• Il senso di colpa

    Il sentimento più nobile che si possa coltivare, di questi tempi, è il senso di colpa.

    In effetti, ci si sente così, a volte…

    … perché è imbarazzante sorprendersi a sperare, ancora, per l’ennesima volta, che questa guerra ci colpisca di striscio, ci riguardi indirettamente, il meno possibile, mentre sappiamo che alcuni innocenti, solo per il fatto di essere nati in luoghi più prossimi delle nostre case a quelli che sono gli scenari di guerra, stanno già morendo.

    Il senso di colpa non uccide, ma logora l’esistenza, avvelenando le nostre percezioni, la nostra capacità di godere serenamente delle cose belle della vita; così, chi non condivida il male, può tuttavia accorgersi del peso delle proprie responsabilità, non per compensare il dolore che altri subiscano al suo posto, perché nulla può farlo; è come un marito che, mentre la moglie partorisce, desidera soffrire al suo posto. Ciò gli fa onore ma, come tutti sanno, non cambia la sostanza delle cose.

    Il senso di colpa non porta via la morte alle vittime, ma a chi non toglie la vita, leva, almeno, un po’ del piacere di viverla.

    Il senso di colpa non si può certo augurare, perché finirebbe col tornare da noi, se fossimo ingiusti, come predicano certe filosofie esotiche . Io però vorrei facesse capolino, un poco, anche nella vita di chi avrebbe il potere di scegliere una qualsiasi altra soluzione e scelga comunque questa… 
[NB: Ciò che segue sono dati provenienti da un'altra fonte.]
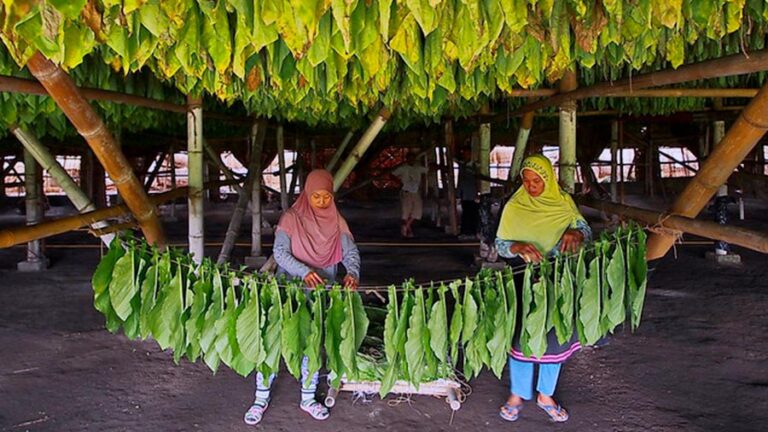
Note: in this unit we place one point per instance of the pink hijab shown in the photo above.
(315, 233)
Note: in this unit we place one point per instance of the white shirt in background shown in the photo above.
(410, 176)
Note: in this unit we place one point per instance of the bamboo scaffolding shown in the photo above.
(747, 238)
(737, 64)
(567, 135)
(252, 179)
(360, 148)
(195, 164)
(88, 123)
(745, 133)
(48, 162)
(339, 151)
(453, 217)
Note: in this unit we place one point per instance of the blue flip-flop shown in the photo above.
(510, 412)
(557, 413)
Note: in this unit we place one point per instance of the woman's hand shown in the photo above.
(350, 282)
(313, 280)
(571, 241)
(527, 251)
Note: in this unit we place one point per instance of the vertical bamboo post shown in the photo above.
(360, 148)
(485, 157)
(614, 151)
(339, 151)
(195, 164)
(48, 162)
(621, 159)
(172, 163)
(721, 200)
(567, 136)
(526, 124)
(453, 218)
(36, 260)
(258, 132)
(251, 180)
(281, 167)
(88, 123)
(745, 133)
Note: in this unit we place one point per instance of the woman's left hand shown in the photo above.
(350, 282)
(571, 241)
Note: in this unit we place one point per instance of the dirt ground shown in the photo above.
(698, 362)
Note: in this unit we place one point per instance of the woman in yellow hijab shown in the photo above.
(539, 220)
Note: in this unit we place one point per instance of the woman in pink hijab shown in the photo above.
(311, 239)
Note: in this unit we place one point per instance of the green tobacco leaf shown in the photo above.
(123, 286)
(589, 304)
(457, 322)
(536, 322)
(333, 323)
(249, 326)
(438, 327)
(616, 278)
(414, 346)
(313, 348)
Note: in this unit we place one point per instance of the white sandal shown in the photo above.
(255, 413)
(314, 408)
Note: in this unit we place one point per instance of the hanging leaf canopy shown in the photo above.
(332, 62)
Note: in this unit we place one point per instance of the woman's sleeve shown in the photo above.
(586, 231)
(285, 259)
(502, 246)
(350, 256)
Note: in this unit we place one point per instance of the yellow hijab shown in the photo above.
(541, 220)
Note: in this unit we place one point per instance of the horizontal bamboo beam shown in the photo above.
(737, 64)
(741, 138)
(750, 239)
(653, 93)
(22, 234)
(13, 236)
(27, 86)
(92, 128)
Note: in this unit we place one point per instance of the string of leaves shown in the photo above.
(252, 322)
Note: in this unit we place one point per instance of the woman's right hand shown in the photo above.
(313, 280)
(526, 251)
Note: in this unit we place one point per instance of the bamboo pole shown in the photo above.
(258, 133)
(745, 133)
(453, 218)
(35, 260)
(48, 162)
(737, 64)
(614, 151)
(754, 240)
(22, 85)
(216, 159)
(195, 201)
(339, 151)
(281, 167)
(360, 148)
(485, 156)
(254, 171)
(567, 135)
(88, 123)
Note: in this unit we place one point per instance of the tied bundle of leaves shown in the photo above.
(252, 322)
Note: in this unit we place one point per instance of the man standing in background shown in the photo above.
(411, 175)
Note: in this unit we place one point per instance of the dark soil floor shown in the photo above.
(698, 362)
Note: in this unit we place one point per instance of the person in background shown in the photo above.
(311, 240)
(539, 221)
(411, 175)
(468, 194)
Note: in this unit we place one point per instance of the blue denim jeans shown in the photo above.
(521, 378)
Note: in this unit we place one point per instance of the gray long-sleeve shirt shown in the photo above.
(289, 265)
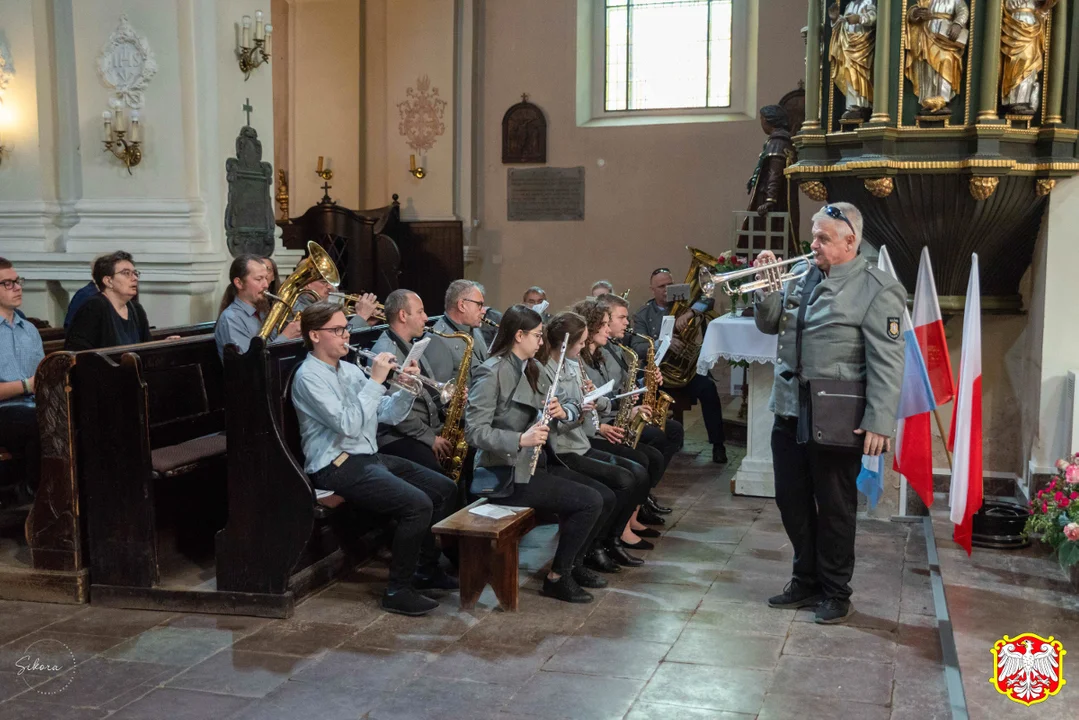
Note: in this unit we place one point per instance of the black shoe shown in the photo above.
(599, 560)
(586, 578)
(833, 611)
(407, 601)
(617, 552)
(435, 580)
(795, 596)
(647, 517)
(656, 507)
(565, 588)
(639, 545)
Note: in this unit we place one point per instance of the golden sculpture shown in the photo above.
(936, 37)
(851, 54)
(1023, 46)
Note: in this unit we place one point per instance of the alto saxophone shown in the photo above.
(453, 428)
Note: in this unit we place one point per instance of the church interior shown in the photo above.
(267, 268)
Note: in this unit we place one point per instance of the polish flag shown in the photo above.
(914, 448)
(965, 498)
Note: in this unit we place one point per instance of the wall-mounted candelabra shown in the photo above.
(123, 135)
(255, 54)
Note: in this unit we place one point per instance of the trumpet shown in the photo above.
(772, 279)
(349, 302)
(413, 383)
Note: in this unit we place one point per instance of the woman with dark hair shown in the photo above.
(627, 480)
(112, 316)
(504, 401)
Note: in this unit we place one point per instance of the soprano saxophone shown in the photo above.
(453, 428)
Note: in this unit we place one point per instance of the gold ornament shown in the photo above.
(981, 188)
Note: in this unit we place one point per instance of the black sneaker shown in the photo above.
(434, 580)
(407, 601)
(586, 578)
(565, 588)
(795, 596)
(833, 611)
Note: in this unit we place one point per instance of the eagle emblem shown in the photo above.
(1027, 668)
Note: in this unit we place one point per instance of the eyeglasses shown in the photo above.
(340, 330)
(836, 214)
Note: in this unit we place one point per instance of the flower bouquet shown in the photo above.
(1055, 513)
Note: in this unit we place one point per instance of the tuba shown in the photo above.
(680, 364)
(316, 266)
(453, 428)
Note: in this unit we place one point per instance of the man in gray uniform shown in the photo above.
(849, 330)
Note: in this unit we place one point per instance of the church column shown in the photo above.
(1057, 49)
(813, 68)
(882, 64)
(991, 64)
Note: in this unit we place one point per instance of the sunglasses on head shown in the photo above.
(836, 214)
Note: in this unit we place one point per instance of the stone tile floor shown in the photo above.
(686, 636)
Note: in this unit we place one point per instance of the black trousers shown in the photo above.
(627, 480)
(573, 498)
(818, 501)
(18, 433)
(704, 389)
(412, 494)
(415, 450)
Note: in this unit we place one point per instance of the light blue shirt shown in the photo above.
(339, 410)
(21, 351)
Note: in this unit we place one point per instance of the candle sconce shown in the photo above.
(418, 173)
(254, 55)
(124, 141)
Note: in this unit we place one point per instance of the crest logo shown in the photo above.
(1027, 668)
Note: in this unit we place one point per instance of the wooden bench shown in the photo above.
(488, 552)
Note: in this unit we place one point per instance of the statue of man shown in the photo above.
(936, 38)
(1023, 45)
(851, 54)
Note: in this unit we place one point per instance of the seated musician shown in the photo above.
(570, 440)
(339, 410)
(602, 364)
(243, 306)
(415, 437)
(504, 401)
(21, 351)
(646, 321)
(464, 313)
(113, 316)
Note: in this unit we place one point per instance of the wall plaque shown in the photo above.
(545, 193)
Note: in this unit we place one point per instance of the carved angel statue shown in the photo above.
(850, 54)
(1027, 673)
(936, 37)
(1023, 46)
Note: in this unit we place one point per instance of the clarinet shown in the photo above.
(545, 416)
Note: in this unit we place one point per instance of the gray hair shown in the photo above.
(849, 212)
(397, 301)
(458, 289)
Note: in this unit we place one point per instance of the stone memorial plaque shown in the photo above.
(545, 193)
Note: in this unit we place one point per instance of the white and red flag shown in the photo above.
(965, 498)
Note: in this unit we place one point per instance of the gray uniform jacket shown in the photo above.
(502, 406)
(445, 354)
(424, 420)
(852, 331)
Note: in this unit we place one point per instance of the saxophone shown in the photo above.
(453, 428)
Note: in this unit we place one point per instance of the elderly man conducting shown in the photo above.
(838, 369)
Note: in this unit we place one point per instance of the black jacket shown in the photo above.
(95, 325)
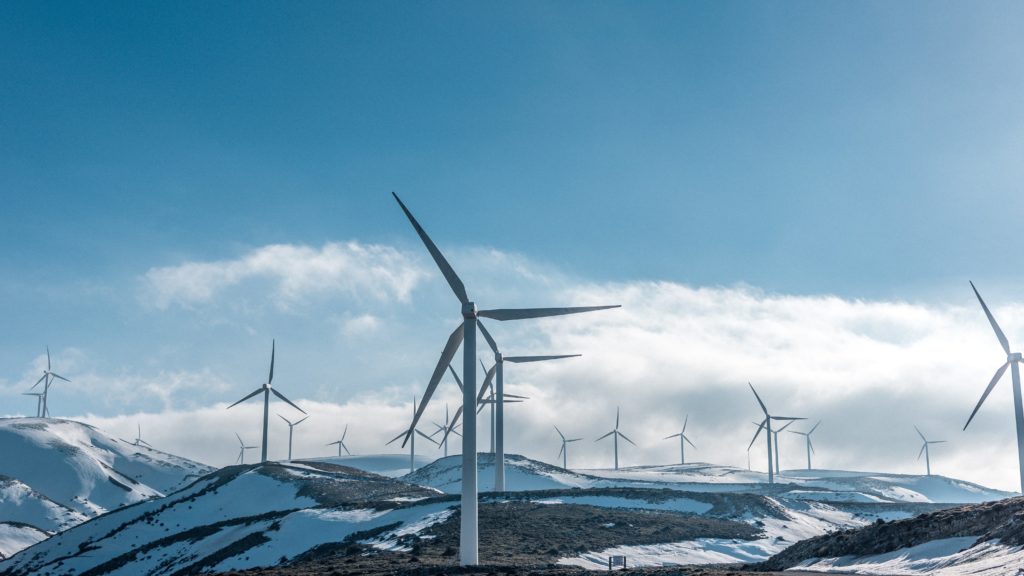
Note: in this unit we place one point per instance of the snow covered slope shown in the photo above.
(832, 486)
(239, 517)
(56, 474)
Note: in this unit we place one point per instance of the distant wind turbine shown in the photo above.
(468, 529)
(1014, 360)
(615, 434)
(924, 450)
(242, 450)
(266, 388)
(341, 443)
(291, 426)
(564, 452)
(47, 379)
(412, 445)
(766, 424)
(682, 441)
(807, 437)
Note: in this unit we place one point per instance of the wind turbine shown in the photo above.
(807, 436)
(48, 378)
(39, 402)
(766, 423)
(266, 389)
(615, 434)
(341, 443)
(1013, 361)
(563, 452)
(682, 441)
(138, 438)
(242, 450)
(292, 425)
(924, 450)
(468, 529)
(412, 446)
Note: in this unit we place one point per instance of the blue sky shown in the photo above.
(868, 151)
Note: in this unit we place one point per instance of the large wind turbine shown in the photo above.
(766, 424)
(1013, 361)
(807, 436)
(242, 450)
(564, 452)
(412, 446)
(266, 389)
(291, 426)
(468, 529)
(924, 450)
(500, 361)
(615, 434)
(682, 441)
(341, 443)
(48, 378)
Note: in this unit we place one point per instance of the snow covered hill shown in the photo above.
(56, 474)
(830, 486)
(239, 517)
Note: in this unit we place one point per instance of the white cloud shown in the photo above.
(295, 272)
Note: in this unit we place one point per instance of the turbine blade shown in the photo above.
(281, 396)
(524, 314)
(991, 384)
(763, 408)
(998, 331)
(458, 380)
(257, 391)
(486, 336)
(269, 378)
(450, 348)
(445, 268)
(522, 359)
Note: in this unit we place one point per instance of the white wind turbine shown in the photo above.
(47, 379)
(1013, 362)
(924, 450)
(564, 452)
(341, 443)
(412, 445)
(682, 441)
(766, 423)
(291, 426)
(266, 389)
(615, 434)
(499, 445)
(807, 437)
(242, 450)
(468, 530)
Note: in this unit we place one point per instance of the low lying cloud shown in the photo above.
(363, 271)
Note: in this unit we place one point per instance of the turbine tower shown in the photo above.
(766, 424)
(242, 450)
(682, 441)
(291, 426)
(564, 452)
(468, 529)
(615, 434)
(266, 389)
(1013, 362)
(807, 437)
(924, 450)
(499, 404)
(47, 379)
(340, 443)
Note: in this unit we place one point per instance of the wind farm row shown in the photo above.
(492, 395)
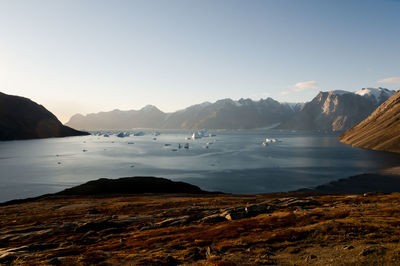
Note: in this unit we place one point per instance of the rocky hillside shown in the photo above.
(380, 131)
(223, 114)
(337, 110)
(21, 118)
(168, 229)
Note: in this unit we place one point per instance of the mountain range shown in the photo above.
(223, 114)
(21, 118)
(337, 110)
(380, 131)
(328, 111)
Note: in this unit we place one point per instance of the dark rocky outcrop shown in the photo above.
(380, 131)
(364, 183)
(21, 118)
(132, 185)
(223, 114)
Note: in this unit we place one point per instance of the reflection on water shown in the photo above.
(232, 161)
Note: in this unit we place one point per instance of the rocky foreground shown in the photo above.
(172, 229)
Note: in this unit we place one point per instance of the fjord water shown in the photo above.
(234, 162)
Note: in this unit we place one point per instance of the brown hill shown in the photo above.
(21, 118)
(379, 131)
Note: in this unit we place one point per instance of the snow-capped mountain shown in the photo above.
(337, 110)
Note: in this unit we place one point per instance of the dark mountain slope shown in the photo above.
(21, 118)
(380, 131)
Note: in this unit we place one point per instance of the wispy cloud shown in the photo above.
(390, 80)
(305, 85)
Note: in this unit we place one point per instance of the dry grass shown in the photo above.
(343, 230)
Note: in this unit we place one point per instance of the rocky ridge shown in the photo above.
(21, 118)
(380, 130)
(202, 230)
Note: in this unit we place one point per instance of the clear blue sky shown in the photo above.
(88, 56)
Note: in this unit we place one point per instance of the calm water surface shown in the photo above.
(235, 162)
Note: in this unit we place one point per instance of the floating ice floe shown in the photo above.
(138, 134)
(267, 141)
(196, 136)
(123, 135)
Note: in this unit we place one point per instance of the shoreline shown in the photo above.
(384, 181)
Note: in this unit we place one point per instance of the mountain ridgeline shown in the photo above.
(337, 110)
(328, 111)
(223, 114)
(21, 118)
(380, 131)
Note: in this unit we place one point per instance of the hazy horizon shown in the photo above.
(90, 56)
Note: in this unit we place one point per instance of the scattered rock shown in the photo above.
(194, 254)
(96, 226)
(93, 211)
(295, 202)
(378, 250)
(54, 261)
(234, 213)
(215, 218)
(208, 252)
(8, 257)
(256, 209)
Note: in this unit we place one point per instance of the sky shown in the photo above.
(86, 56)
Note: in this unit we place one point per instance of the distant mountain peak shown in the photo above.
(378, 93)
(149, 108)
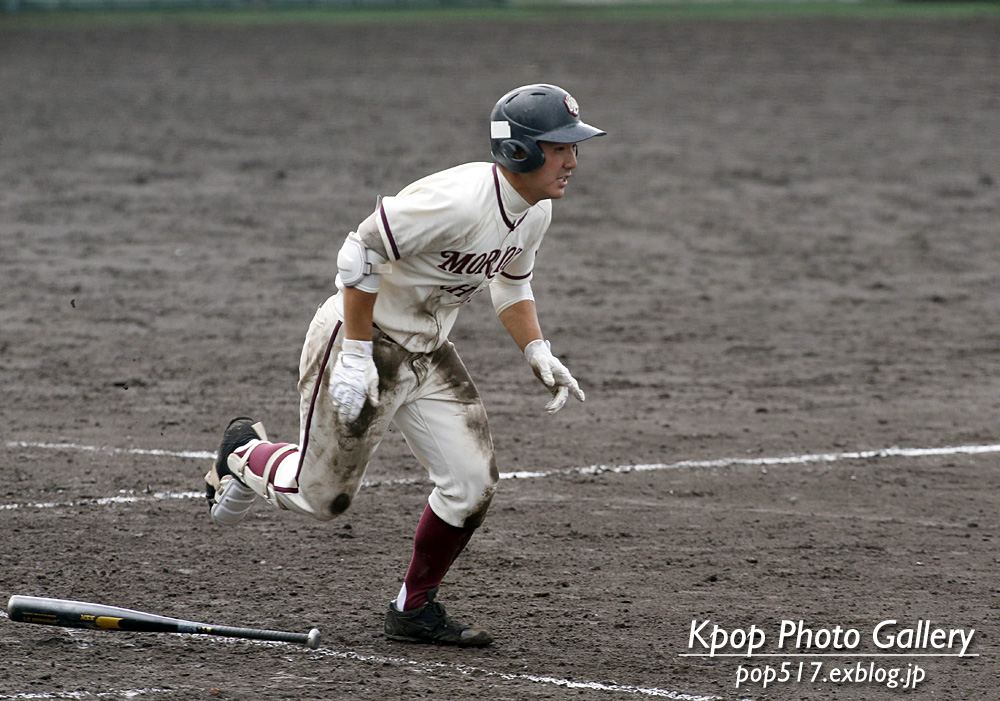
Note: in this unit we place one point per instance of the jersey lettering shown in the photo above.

    Anche se siamo in pieno ventunesimo secolo e all’apice della nostra evoluzione, restiamo poco più che cavernicoli.

    Ogni volta, mi sorprende che, a chi dovrebbe avere cultura ed esperienza sufficienti per escluderla, la guerra sembri ancora una soluzione, con il rischio, congenito per ogni guerra, di distruggere culture e civiltà, annientare popoli, generazioni di uomini, donne e bambini nel cui nome — ma non è mai stato vero — si sostiene di agire.

    Ebbene, non scordiamoci di ribadire, ora e qualora avvenisse, che la guerra, salvo ad alzare la posta, come nel più becero e prevedibile gioco di sorte, non servì, non serve e non servirà mai a nulla, se non a dimostrare come la stupidità, sempre in cerca di scorciatoie, superi sovente, in determinazione, l’intelligenza.